Neuromodulation of Spinal Locomotor Circuitry to Elicit Stepping After Pediatric Spinal Cord Injury

Like in adults, children with spinal cord injury (SCI) in children suffer from neuromuscular paralysis which results in the inability to sit, stand, and walk. Current therapeutic interventions, e.g. leg braces, wheelchairs, largely aim to compensate for paralysis based on the assumption that damage to the central nervous system is permanent and irreversible.The discovery of the "intelligent" spinal cord, known as the central pattern generator (CPG), has demonstrated that complex neuronal networks are capable of generating rhythmic and coordinated motor patterns and has set forth a major paradigm shift in the investigators expectation of the possibility for recovery even with severe SCI. Studies have demonstrated, first, that after SCI, the CPG can be "accessed", reactivated, and retrained via sensory feedback arising from the muscles and joints during activity-based locomotor training (AB-LT).
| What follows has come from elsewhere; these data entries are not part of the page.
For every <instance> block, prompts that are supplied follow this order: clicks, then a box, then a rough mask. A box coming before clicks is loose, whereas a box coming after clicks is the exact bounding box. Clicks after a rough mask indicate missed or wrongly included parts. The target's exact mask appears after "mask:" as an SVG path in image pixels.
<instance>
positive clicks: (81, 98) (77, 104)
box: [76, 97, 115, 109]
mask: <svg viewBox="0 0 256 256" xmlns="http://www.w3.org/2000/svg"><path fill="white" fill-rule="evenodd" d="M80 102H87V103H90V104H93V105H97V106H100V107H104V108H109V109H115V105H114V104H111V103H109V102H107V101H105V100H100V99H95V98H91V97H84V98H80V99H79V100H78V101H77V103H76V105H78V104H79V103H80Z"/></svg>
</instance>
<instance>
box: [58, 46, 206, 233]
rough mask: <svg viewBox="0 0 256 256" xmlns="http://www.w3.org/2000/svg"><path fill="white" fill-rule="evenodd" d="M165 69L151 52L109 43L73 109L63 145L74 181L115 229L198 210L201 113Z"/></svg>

Second, application of epidural and transcutaneous stimulation (TcStim) to the spinal cord below the level of lesion can augment the neuromuscular capacity for voluntary movement, standing and stepping in adults with chronic motor complete SCI. While neural mechanisms for stepping regulation have been demonstrated in adults testing single vs. multi-site stimulation, this inherent capacity must be examined in children with SCI. Similarly, the addition of stimulation during AB-LT in adults with motor complete SCI has resulted in remarkable recovery of over ground walking. The immediate and long-term response of such combined therapeutic exposure and subsequent training has yet to be examined in children. Children with SCI may not only benefit from these novel therapeutic approaches but also demonstrate greater improvements in neuromuscular recovery due to inherent plasticity. The investigators' preliminary work has demonstrated the safety and feasibility of TcStim in children with SCI. Therefore, the specific aims of this proposal are to 1) investigate the spinal mechanisms for regulation of locomotor circuitry in children with SCI using TcStim, 2) assess whether the combination of task-specific AB-LT and TcStim can acutely potentiate lower limb muscle activity during facilitated stepping, and 3) assess training effects of TcStim combined with AB-LT to promote stepping capacity in non-ambulatory children with SCI.
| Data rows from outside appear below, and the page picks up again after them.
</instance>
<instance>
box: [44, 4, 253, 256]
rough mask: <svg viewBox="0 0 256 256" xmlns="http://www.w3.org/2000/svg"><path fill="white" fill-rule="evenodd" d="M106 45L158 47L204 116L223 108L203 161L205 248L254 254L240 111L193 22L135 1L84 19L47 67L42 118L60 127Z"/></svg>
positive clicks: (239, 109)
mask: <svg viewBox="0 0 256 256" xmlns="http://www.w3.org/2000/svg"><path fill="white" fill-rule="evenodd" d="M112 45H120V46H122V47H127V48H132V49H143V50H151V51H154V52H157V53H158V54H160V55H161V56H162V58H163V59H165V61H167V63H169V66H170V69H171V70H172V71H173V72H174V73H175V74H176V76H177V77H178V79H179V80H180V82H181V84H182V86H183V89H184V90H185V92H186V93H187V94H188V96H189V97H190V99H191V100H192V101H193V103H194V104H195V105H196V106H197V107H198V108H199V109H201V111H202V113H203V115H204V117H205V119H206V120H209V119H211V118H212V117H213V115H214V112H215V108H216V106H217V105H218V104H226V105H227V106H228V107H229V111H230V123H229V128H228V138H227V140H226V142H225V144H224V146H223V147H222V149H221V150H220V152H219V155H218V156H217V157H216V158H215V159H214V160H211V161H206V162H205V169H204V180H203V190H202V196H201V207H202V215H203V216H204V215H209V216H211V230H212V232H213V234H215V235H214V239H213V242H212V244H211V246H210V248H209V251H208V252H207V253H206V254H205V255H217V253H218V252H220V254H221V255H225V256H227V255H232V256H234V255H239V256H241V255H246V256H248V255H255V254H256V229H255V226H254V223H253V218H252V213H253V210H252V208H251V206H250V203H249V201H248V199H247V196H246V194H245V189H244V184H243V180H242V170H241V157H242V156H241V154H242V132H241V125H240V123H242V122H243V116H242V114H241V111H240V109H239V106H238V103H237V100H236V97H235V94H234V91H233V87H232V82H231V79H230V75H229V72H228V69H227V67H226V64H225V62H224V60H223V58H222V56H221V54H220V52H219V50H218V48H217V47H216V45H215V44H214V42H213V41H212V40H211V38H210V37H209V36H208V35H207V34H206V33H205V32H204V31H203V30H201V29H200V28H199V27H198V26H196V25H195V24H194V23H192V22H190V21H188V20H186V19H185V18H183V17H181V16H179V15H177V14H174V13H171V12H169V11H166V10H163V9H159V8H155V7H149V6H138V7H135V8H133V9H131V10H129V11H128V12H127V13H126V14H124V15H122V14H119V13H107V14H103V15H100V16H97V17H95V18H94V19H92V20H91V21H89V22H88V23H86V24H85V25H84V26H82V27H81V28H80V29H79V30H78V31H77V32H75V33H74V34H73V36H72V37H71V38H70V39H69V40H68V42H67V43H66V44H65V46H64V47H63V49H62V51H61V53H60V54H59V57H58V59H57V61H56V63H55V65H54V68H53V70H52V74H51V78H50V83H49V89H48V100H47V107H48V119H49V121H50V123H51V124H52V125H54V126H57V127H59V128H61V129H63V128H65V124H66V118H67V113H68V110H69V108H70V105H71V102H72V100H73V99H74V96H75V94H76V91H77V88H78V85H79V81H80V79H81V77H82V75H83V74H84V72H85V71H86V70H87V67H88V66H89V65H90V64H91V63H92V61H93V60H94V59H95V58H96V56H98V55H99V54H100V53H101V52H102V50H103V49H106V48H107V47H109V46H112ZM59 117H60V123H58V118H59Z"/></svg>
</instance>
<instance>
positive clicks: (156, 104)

For this pilot study 8 participants, ages 4-12 years with chronic, acquired SCI, T10 and above and non-ambulatory will be recruited.
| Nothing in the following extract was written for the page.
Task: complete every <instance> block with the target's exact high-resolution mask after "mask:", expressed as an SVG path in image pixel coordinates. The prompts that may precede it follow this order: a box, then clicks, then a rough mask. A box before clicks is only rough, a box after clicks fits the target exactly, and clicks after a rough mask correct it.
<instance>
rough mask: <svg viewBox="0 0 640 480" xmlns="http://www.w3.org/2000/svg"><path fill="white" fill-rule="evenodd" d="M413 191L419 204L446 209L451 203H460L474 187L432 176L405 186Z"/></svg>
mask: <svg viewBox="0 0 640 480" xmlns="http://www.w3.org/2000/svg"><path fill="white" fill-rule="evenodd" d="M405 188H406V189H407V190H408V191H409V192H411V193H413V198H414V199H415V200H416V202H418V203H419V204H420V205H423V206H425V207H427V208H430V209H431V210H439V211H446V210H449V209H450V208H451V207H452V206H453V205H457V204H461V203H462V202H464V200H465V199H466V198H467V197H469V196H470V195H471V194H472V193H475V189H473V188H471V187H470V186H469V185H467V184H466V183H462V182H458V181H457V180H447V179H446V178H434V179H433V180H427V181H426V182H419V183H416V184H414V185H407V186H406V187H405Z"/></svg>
For Aim 1, n=8, TcStim will be used to stimulate a single or multi site spinal levels to produce stepping/locomotor activity in lower limbs. Knee, hip, ankle kinematics and electromyography (EMG) of the lower limb muscles in response to stimulation will be recorded during the experiments. The investigators will determine the stimulation parameters that produce rhythmic movements with the greatest increase in lower limb joint excursions as well as EMG amplitude.

For Aim 2, n=8, TcStim will be delivered while participants attempt to take a step overground and while stepping on a computerized treadmill with an overhead partial body weight support (BWS) system. The participants will be stepped at age-appropriate speeds and BWS optimizing the stepping kinematics. The speed and the amount of body weight support provided during the assessment as well as full body kinematics and EMG signals from trunk and lower limb muscles will be recorded during facilitated stepping with and without TcStim.

For Aim 3, n=6, participants will receive 60 sessions of AB-LT+Tcstim. Ability to initiate and complete a step overground with and without stimulation along with full body kinematics and electromyographic (EMG) signals from trunk and lower limb muscles will be recorded at baseline, 20, 40, and 60 sessions of the combined therapy of AB-LT plus TcStim.